Configuration of Postgres Warm Standby Database
This document describes how to configure a warm standby database using Postgres Plus from Enterprisedb. The instructions are nearly identical for Postgres.
Install Postgres on Two Servers
The major versions of Postgres must be the same on both servers. You could get away with minor versions being slightly different.
Enable Archiving On Primary Server
In the postgres.conf file, set the following parameters:
archive_command = 'cp -v %p /archivelogs/%f'
archive_timeout = 300
Archive timeout will force WAL to archive the log files every 5 minutes.
Test Archiving On Primary
edb-psql codmigration
select pg_switch_xlog();
cd /opt/PostgresPlus/8.3AS/data/archivelogs
ls -l
If you don’t see any log files, then it is not working.
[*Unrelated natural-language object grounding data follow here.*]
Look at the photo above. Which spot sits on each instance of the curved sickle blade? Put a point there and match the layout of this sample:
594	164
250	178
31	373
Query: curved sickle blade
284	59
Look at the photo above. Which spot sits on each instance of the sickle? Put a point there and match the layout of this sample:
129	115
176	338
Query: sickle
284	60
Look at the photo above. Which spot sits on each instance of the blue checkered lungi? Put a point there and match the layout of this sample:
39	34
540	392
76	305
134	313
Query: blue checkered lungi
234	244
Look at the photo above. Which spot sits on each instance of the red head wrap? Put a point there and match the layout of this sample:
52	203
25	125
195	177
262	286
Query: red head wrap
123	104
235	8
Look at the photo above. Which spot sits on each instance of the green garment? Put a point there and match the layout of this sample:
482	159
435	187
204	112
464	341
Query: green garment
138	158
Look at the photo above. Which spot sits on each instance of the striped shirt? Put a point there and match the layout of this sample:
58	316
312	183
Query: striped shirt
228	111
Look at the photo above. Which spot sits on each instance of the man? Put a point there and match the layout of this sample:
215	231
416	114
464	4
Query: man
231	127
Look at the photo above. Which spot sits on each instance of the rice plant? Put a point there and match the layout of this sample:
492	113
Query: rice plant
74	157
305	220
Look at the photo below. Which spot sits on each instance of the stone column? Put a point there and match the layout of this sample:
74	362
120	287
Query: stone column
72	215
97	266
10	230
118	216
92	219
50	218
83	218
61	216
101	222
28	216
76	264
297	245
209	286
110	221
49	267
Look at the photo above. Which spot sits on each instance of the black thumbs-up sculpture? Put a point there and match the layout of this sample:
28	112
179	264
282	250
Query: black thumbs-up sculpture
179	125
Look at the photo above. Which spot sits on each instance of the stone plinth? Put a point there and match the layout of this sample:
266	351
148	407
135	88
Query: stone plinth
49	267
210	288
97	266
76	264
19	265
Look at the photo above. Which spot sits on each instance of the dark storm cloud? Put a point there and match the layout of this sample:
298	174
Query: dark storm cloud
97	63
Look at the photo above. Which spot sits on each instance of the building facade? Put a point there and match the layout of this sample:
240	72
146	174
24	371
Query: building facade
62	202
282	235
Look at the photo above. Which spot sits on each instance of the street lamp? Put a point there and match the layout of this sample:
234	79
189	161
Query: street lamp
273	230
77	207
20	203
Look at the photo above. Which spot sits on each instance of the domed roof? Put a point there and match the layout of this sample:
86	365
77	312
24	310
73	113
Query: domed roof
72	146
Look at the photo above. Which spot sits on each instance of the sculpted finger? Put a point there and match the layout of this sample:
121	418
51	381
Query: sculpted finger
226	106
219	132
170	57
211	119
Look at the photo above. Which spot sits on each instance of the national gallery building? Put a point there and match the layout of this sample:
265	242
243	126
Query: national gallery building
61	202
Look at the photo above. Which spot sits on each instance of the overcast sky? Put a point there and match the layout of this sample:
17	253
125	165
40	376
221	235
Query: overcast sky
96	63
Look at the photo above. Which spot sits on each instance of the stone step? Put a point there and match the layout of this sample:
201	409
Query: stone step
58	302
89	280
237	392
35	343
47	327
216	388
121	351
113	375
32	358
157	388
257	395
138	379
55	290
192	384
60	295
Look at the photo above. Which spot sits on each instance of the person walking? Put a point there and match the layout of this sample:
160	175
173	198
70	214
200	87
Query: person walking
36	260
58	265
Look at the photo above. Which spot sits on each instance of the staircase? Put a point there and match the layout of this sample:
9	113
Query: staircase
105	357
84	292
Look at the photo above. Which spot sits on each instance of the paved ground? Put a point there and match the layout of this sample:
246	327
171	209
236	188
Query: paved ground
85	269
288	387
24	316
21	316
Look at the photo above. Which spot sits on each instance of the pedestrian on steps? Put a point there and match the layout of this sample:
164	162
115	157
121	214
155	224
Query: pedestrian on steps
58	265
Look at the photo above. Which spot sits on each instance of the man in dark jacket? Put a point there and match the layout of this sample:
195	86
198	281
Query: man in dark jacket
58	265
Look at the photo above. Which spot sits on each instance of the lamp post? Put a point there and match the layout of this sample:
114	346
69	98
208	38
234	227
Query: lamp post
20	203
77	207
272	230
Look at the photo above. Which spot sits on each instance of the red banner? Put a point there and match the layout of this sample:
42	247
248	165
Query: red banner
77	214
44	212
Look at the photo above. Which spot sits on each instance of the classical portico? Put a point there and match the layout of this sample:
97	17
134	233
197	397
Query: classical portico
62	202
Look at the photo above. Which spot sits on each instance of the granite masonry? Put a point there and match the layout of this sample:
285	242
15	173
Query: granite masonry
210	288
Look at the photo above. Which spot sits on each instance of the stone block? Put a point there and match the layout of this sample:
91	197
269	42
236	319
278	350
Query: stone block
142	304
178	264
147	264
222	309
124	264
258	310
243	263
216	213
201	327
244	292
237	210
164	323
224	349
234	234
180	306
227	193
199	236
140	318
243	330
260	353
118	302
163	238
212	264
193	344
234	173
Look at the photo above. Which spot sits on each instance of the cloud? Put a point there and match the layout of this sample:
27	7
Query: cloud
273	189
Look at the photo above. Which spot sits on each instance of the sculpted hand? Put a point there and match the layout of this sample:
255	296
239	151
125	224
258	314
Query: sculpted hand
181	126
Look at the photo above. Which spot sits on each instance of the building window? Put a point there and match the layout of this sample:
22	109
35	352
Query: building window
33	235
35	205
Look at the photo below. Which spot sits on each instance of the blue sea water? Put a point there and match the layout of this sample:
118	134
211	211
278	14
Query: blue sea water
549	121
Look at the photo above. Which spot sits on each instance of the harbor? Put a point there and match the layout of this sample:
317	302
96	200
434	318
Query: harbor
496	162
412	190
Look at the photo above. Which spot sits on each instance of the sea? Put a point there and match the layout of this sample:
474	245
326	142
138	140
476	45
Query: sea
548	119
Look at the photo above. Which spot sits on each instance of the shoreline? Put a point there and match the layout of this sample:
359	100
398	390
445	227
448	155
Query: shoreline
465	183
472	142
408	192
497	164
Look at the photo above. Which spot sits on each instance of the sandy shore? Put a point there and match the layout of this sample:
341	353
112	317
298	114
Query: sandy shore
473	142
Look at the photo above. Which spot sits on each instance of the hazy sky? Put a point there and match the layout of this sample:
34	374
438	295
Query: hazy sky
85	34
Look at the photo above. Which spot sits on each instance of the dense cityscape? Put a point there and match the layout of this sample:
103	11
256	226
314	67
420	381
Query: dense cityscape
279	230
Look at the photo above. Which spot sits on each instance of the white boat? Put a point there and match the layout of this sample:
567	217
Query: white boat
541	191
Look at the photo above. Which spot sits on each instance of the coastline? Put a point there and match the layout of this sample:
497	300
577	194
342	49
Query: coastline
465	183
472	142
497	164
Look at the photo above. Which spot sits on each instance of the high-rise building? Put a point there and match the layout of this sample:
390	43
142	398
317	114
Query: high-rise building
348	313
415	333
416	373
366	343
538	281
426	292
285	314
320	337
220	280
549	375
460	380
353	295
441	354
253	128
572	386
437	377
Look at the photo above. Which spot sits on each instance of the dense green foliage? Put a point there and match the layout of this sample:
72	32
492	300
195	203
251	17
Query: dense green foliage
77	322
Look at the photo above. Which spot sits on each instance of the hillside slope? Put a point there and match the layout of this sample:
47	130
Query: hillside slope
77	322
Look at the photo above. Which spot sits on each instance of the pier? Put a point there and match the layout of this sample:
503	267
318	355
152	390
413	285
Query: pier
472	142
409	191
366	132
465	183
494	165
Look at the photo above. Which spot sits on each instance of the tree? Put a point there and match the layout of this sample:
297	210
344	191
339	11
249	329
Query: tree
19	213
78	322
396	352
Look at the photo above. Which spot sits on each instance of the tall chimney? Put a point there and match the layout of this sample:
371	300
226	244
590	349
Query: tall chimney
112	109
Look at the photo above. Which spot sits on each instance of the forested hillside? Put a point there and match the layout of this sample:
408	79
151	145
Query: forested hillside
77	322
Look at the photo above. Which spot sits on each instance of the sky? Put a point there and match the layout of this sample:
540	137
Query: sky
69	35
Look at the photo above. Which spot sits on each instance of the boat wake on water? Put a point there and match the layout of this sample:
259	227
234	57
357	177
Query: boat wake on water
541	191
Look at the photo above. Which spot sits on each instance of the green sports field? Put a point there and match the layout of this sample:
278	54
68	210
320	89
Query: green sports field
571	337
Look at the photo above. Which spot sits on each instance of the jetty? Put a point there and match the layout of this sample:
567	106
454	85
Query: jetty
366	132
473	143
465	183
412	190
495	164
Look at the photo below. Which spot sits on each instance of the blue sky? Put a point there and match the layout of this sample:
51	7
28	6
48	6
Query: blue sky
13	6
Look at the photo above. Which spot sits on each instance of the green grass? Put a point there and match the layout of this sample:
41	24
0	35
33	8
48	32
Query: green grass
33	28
Restart Postgres Primary Server To Pickup Archiving Changes
service edb_8.3 restart
or reload the conf file
select pg_reload_conf
();
Backup Primary Server
SELECT pg_start_backup('standby_backup');
tar cvf backup.tar /opt/PostgresPlus/8.3AS/data
gzip backup.tar
SELECT pg_stop_backup();
Move Backup To Standby Server
scp backup.tar.gz jeffreyh@remoteserver:/home/jeffreyh/Desktop
mv backup.tar.gz /opt/PostgresPlus/8.3AS/
Restore Primary Backup On Standby Server
cd /opt/PostgresPlus/8.3AS/data
gzip –d backup.tar.gz
tar xvf backup.tar
Ship Archive Log Files To Standby Server
We’ll use rsync to ship the archive log files to the remote standby server. This allows us to move the log files without NFS mounting a file system which is the normal way. We create a cronjob that runs every 30 seconds.
ship_archivelogs.sh
rsync -avz --delete 10.1.8.33:/opt/PostgresPlus/8.3AS/data/archivelogs/ /opt/PostgresPlus/8.3AS/data/archivelogs/ > /dev/null
-a = recursion & preserve everything (file permissions, etc.)
-v = verbose
-z = compress files
--delete = delete files at the destination that are not on source side
The reason rsync is used in the archive_command is that rsync features an 'atomic copy' - that is, the in-progress destination file is created as a temp file, and then renamed when the copy is complete. In the situation above, where segments are archived straight to the directory that the slave reads from, 'cp' can cause an error whereby
the slave attempts to process a partially-copied WAL segment. If this happens, postgres will emit an error like:
PANIC: archive file "000000010000000000000031" has wrong size:
1810432 instead of 16777216
LOG: startup process (PID 11356) was terminated by signal 6
LOG: aborting startup due to startup process failure
Configure Recovery On Standby Server
Create recovery.conf file in /opt/PostgresPlus/8.3AS/data directory.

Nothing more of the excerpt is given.